Here are the other parts of the ad, sent to me by Mr. McFarland: Mail_piece_2, Mail-Piece_3.

I’ve never heard of Dan Hall (though I found his website here, as well as this and this, and this is the map of the district he’s running to represent; looks to be south of the Twin Cities?), so I don’t know his views on the poor.  But “views” don’t hurt people, poor, sick, or otherwise.  Obviously, the implementation of certain views can hurt people, but I doubt Dan Hall is explicitly trying to hurt the poor.  The DFL may disagree, and I understand the nature of politics as we approach Nov. 2, but the part of the ad I saw first clearly does not differentiate between Dan Hall and those the DFL say they are not criticizing, such as the Roman Catholic Archdiocese (of where?).  And why the clerical collar?  Does Hall wear a collar?  (Not in any pictures on his website.) 
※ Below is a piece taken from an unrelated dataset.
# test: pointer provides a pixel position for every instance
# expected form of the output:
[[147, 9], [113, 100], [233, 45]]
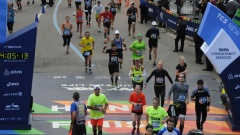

If Hall is promoting Republicans from his pulpit, he’s wrong.  If he’s preaching particular policies from the pulpit, he’s misguided, but not immoral.  And I think it’s strange for pastors to run for office.  I disagree with preachers promoting partisan politics, but I also disagree with the DFL making policy positions into absolute moral imperatives.  So much for democratic discourse.

Timotheos

One thought on “Minnesota DFL Ad

  1. Of course, the fundamental problem with Democrats (‘farm’ or otherwise), is they want to help the ‘poor’ with someone ELSE’S money. That is NOT charity. It’s SOCIALISM, pure and simple.